Throughout this post, I tried to refer to Derleth’s work as Lovecraftian fiction rather than Lovecraftian horror because at no point during the 1000 or so pages I read by him was I afraid or even remotely creeped out. These stories have none of what made Lovecraft great. When I was slogging through these books, I kept wishing I was reading ‘The Shadow over Innsmouth’ or ‘The Whisperer in the Darkness’ instead. Honestly, even the best of Derleth was pretty boring. Derleth wrote a lot, and he might have written other books of Lovecraftian fiction. If he did, I don’t want to read them, but I probably would if they weren’t too hard to track down.
The man himself
I have been very critical of Derleth’s writing, but I want to acknowledge that I have been comparing him to one of the most important horror authors of all time. (It’s hard not to do so when you’re looking at work that Derleth tried to pass off as having come from Lovecraft.) While his fiction may have been second rate, fans of modern horror owe a lot to this man for bringing Lovecraft’s work to a far bigger audience.

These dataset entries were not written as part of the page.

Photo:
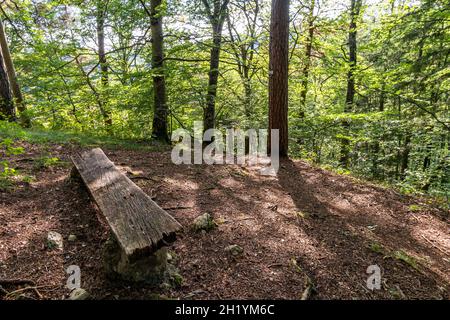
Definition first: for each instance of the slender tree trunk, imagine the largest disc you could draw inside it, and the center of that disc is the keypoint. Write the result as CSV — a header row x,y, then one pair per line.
x,y
14,84
159,130
101,13
307,65
278,72
7,110
217,16
349,100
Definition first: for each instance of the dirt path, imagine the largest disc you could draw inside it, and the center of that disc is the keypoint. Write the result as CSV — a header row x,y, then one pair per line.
x,y
332,226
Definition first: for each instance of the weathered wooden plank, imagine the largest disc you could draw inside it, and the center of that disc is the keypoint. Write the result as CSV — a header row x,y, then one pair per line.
x,y
138,223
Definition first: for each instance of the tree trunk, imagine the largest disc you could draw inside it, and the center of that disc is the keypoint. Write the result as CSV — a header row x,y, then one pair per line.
x,y
217,17
159,130
101,12
308,51
14,84
278,72
7,110
349,100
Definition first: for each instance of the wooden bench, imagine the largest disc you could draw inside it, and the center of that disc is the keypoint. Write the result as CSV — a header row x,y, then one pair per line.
x,y
140,229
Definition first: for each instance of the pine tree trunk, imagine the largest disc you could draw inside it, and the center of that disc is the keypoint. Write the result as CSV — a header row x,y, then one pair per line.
x,y
217,17
14,84
159,130
101,12
7,110
350,97
307,66
278,72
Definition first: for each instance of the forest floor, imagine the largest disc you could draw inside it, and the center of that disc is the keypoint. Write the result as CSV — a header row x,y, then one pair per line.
x,y
304,222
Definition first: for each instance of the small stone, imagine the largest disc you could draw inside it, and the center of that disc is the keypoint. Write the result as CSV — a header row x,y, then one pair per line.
x,y
54,240
79,294
234,250
165,286
204,222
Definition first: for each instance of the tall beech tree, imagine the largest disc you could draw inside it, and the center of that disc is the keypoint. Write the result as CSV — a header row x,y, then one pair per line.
x,y
278,72
308,55
102,6
243,47
216,12
159,129
11,71
355,8
7,109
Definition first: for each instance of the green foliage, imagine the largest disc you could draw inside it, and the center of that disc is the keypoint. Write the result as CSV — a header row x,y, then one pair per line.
x,y
406,258
398,131
7,174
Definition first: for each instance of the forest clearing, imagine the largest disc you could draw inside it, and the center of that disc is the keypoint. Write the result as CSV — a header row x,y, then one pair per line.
x,y
123,124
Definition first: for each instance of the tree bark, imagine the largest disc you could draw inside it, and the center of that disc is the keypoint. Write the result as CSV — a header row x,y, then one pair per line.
x,y
101,13
278,72
216,16
159,130
14,84
350,97
307,65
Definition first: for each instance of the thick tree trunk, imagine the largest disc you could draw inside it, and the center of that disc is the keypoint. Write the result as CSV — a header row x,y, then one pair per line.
x,y
101,12
217,17
159,130
278,72
349,100
14,84
7,110
307,65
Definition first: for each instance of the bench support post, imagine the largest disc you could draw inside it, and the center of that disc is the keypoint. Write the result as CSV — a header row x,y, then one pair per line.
x,y
149,269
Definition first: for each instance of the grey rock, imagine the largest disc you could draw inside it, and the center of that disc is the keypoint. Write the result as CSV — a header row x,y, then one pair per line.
x,y
54,240
79,294
234,250
204,222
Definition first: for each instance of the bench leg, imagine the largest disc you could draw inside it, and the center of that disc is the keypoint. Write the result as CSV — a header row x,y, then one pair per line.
x,y
149,269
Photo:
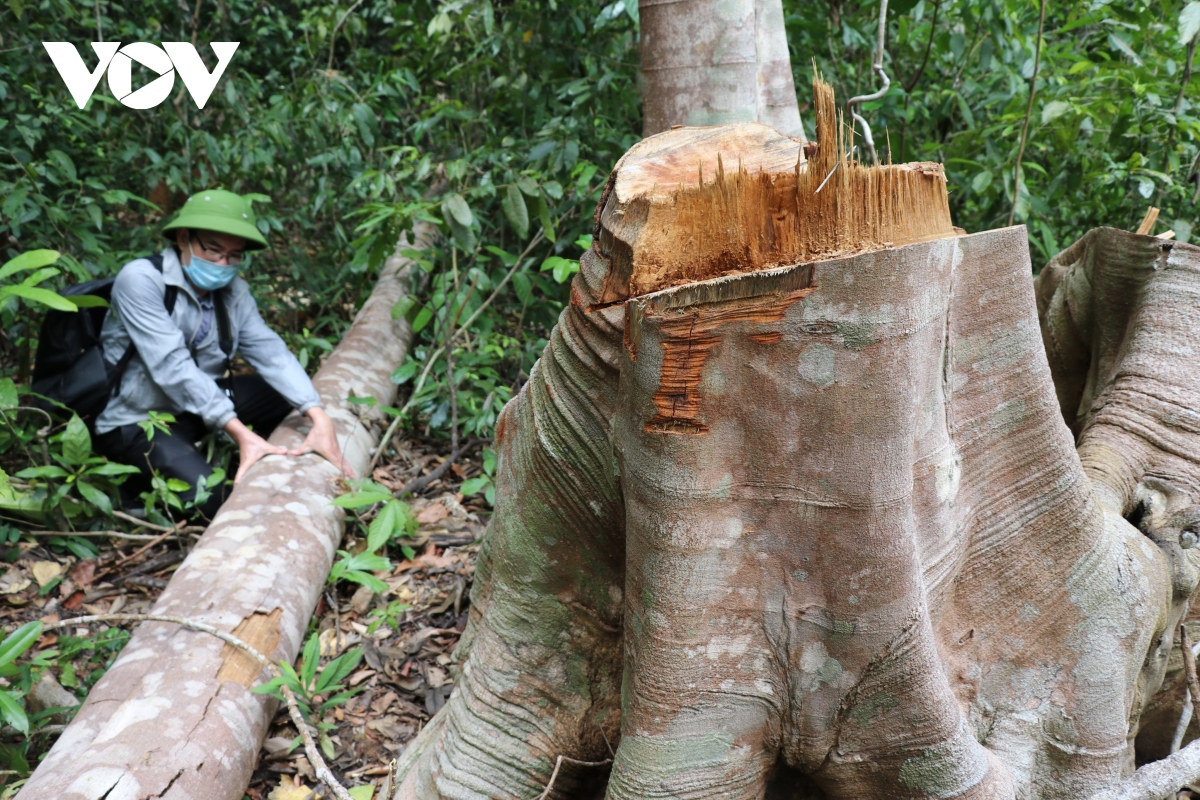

August Derleth, I salute you.
I’m hoping that the other authors of Lovecraftian horror are going to be better than this crap. I’m considering looking at either Robert E. Howard or Robert Bloch next. I was going to do Clark Ashton Smith, but I realised as I was writing this post that I actually did a post on his Cthulhu mythos stories a few years back. I seemed to have a real bee in my bonnet about the poor quality of the physical book when I was writing that post though, so maybe I’ll do a more level headed post on Klarkash-ton’s Cthulhu mythos tales soon.
3 thoughts on “August Derleth’s Cthulhu Mythos Fiction”
My partner bought me the Night Shade Books five-volume series of Smith’s fantasies. Probably more than you want to read. Although, I did read them, one volume after the other, and think Smith actually varies the style and variety of his stories enough that this does not become tedious. (The stories are arranged in what the editors think is chronological order.)
I find it difficult to draw a hard and fast line between what Smith wrote that should be considered Lovecraft-influenced, and what not. Take the Averoigne stories. They are clearly Smith’s own. And yet some HPL terminology flitted into them, and HPL borrowed from them on occasion himself (although I don’t recall them turning up in his stories). And while some have happy endings, some reflect a triumph of moral ambiguity.